The algorithm is bottom-up, so let's start with singular dimensions 1 to 3. D(x,y) is the euclidean distance between two points.

Dimension 1 (points: 2, 1, 9, 8): D(2,1) = 1 < eps. Since we have two points, 2 is a core point. Same can be said about 1. So, the first cluster consists of 2 and 1. Same can be applied to 9 and 8. So dimension 1 contains two clusters.

Dimension 2 (points: 10, 20, 30, 40): All points are too far away from each other (distance is at least sqrt(10) between each pair), so no cluster can be found here.

Dimension 3 (points: 2, 1, 9, 9): Analogous to dimension 1. Two clusters.

Next, we generate the k+1 subspace candidates (where k=1, since we just did singular dimensions). Keep A-priori in mind: The k+1 candidates need to have k-1 attributes in common. Not relevant for 2 dimensions, but will be relevant for 3 dimensions later.

So here we have the following combinations of dimensions: 1,2; 1,3; 2,3. We may now prune some of those candidates using the A-priori principle, i.e. if k dimensions of a given candidate do not contain a cluster, that candidate will also not contain a cluster in k+1 dimensions. For proofs, refer to the original paper1. In this case, with k=1, dimension 2 has no clusters and thus both the candidates 1,2 and 2,3 can be pruned.

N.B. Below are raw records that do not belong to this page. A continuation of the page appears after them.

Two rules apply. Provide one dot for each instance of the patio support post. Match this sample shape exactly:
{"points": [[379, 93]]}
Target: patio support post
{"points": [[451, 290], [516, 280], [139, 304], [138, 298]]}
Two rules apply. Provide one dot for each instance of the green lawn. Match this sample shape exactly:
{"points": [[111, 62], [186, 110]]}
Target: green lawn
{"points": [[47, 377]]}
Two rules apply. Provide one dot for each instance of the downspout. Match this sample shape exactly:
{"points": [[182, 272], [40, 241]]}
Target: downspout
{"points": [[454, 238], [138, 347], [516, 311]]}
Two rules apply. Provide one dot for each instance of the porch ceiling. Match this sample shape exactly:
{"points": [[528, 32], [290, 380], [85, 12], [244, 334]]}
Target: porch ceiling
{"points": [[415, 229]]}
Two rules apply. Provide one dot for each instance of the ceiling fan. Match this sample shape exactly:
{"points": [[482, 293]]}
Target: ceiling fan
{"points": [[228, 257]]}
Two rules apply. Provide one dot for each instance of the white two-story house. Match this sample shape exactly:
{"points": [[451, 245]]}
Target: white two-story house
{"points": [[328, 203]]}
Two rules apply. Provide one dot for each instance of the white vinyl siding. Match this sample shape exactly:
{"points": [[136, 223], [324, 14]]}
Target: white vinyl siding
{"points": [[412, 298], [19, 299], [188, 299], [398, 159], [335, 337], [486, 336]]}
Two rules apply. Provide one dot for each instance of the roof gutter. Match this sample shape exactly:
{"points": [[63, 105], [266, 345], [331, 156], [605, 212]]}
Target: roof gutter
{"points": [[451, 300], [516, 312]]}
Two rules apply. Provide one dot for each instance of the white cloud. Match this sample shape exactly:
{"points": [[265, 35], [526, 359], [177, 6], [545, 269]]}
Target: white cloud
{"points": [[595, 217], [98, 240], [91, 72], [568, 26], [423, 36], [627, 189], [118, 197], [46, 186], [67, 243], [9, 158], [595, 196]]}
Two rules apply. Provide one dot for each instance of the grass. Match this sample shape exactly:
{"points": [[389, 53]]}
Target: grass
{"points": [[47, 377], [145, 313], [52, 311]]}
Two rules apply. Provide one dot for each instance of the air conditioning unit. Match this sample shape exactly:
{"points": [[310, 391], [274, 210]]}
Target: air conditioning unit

Next, we apply DBSCAN on subspace 1,3 (points: (2,2), (1,1), (9,9), (8,9)). D((2,2), (1,1)) = D((1,1), (2,2)) = sqrt(2) < eps. That's a cluster with points (2,2) and (1,1) (since we have 2 points and minpts=2). D((9,9), (8,9)) = D((8,9), (9,9)) = 1 < eps. Again, another cluster.

To generate three dimensions, we would need more candidates. For example, with 1,2 and 1,3 one could generate 1,2,3 (since both share the first dimension: 1). However, currently the only 2-dimensional candidate with clusters is 1,3. Thus, we stop here.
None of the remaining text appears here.